The center of NY Harbor, during the days of break bulk shipping before and during the Second World War, Erie Basin was once the destination of most of the grains and cereals which the Midwestern United States sent eastward along the Erie Canal. A thriving maritime industry employed tens of thousands, and Red Hook prospered. When containerization entered the picture, and ports with more upland properties were required to handle the shipping containers, Erie Basin declined.
Companies like the O’Connell Organization came to Red Hook with the intention of reviving the area. Today, Erie Basin continues as a maritime center, with tugboats and barges and NY Water Taxi taking advantage of the sheltered harbor it provides. Close to Gerritsen Bay and the Verrazano Narrows, as well as the Kill Van Kull and Port Elizabeth Newark- there’s little confusion as to why Erie Basin is considered a SMIA (Significant Maritime Infrastructure Area) by the Federal Government.

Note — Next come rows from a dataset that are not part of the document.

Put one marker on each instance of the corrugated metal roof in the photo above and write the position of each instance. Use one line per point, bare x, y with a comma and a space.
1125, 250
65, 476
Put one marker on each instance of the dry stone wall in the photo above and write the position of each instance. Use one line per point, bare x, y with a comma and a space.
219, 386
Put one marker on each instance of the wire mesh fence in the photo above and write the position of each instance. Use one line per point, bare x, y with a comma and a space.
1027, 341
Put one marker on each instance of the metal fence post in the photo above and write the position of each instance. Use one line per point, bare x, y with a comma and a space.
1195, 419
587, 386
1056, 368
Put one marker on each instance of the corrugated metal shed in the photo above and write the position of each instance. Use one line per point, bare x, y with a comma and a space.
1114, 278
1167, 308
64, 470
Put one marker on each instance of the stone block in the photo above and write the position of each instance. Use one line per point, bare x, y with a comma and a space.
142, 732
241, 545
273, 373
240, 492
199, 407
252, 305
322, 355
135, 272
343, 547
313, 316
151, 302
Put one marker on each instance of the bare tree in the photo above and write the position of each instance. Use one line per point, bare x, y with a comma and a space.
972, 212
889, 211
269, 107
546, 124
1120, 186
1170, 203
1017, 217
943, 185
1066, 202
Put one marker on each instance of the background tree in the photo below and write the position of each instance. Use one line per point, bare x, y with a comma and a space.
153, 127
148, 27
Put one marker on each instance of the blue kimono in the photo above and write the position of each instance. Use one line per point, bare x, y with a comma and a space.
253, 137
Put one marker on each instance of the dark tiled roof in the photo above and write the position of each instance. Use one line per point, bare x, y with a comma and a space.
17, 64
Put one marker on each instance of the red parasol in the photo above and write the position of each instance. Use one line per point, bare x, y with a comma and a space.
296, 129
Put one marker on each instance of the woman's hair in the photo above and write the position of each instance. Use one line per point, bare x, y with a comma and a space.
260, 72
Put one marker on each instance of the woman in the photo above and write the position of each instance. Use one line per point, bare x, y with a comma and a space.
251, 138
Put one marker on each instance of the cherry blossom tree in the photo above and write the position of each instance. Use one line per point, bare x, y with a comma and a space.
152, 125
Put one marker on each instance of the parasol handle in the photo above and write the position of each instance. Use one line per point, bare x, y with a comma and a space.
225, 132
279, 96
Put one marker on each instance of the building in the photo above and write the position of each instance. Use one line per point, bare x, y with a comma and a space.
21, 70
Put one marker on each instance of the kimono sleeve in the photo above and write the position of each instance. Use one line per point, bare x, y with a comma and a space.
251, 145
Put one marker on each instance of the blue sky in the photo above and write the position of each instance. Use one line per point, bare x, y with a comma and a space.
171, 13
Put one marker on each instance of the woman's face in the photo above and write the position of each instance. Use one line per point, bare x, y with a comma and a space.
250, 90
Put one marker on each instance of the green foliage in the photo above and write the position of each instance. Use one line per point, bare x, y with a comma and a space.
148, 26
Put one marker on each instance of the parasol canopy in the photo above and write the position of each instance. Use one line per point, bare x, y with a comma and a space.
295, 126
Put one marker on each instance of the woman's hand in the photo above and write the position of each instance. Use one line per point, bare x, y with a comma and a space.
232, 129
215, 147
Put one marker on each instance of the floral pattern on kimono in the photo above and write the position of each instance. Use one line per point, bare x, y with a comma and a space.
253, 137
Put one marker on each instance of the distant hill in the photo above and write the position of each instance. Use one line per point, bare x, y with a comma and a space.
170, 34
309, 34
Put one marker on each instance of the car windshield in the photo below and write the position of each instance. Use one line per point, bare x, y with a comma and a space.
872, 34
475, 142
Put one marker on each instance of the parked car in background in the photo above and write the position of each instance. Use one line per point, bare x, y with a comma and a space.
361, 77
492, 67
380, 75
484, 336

Formerly- Revere Sugar, Todd Shipyards and other large concerns were based around Erie Basin. There were – literally – also brewers, bakers, and candle stick makers who took advantage of the proximity to the sixth borough of New York City- its harbor. The O’Connell Organization is one of the original pioneers engaged in the preservation and redevelopment of the Red Hook Waterfront, and remains committed to the health, prosperity, and future of both Erie Basin and the surrounding community.